In her introduction, Anne Morrow Lindbergh’s daughter Reese Lindbergh explains that in reading Gift from the Sea, she felt the “comforting tidal rhythms of quiet living and quiet words” (9). Such a feeling reflects in part the form and style of the text. As Reese Lindbergh says, “The sway and flow of language and cadence seem […] to make reference to the easy, inevitable movements of the sea” (9). The imagery of sea and shore and the book's intimate, confiding style evoke both the unhurried, gentle rhythms of nature and the tranquil, individual tempo of the author’s beach-living. This stands in stark contrast to the “hectic rhythms of city and suburb, timetables and schedules” (22). There, the tempo of life is harsh and mechanical. Alarm clocks, news bulletins, and train announcements enforce an artificial, regimented, and relentless ordering of time. They belong to a temporal order that makes no allowances for differences between individuals and contributes to the overarching “standardization of thought and action” (143).

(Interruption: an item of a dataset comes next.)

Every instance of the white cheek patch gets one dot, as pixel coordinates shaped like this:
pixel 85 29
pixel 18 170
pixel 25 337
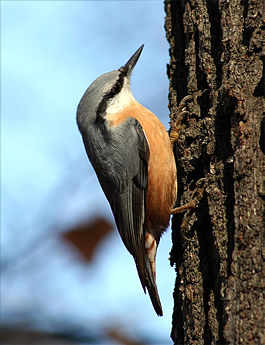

However, this contrast between natural and mechanical rhythms is not only restricted to the style of Gift from the Sea nor to its general critique of modern life. Rather, this tension bleeds into other specific discussions in the text and underscores much of Lindbergh’s broader understanding of relationships and life. The most obvious example of this relates to self-realization and work. Lindbergh argues that “creative work” (61) that centers the self and quiets worldly distractions is essential to achieving self-harmony and enjoying solitude. Traditionally, this was achieved through work done with the hands, such as cooking, sewing, or painting. Such work reestablishes a natural organic rhythm through creative, physical labor. Unfortunately, as Lindbergh says, in such work “as in the rest of life the curtain of mechanization has come down between the mind and the hand” (61). The automation of previously manual tasks distances these tasks from the rhythms of the body. The sewing machine or the oven-ready meal makes natural rhythms mechanical and denatures the activity, removing from it its creative stimulus.
A similar dynamic is repeated in the case of relationships. Although they are less explicitly linked to technology itself, one of Lindbergh’s main concerns with romantic relationships, especially at the “oyster bed” stage, is that they can become “mechanical” and habitual. The natural spontaneity and romance of a relationship’s first stages can become replaced by habit and routine. What a couple says and does, and even physical expressions of love, can become automatic; they are done because they are expected or have been done before, not because they are desired. In contrast, Lindbergh’s ideal relationship, the “argonauta” stage, is characterized by an organic and individual tempo. As she says, this stage "has an easy unforced rhythm […] like a dance” (116). In such cases, each partner rediscovers their own natural rhythm in their activities and interactions, through and with the other. The argonauta relationship serves as the ultimate antidote to the mechanical, standardizing rhythms of modern life.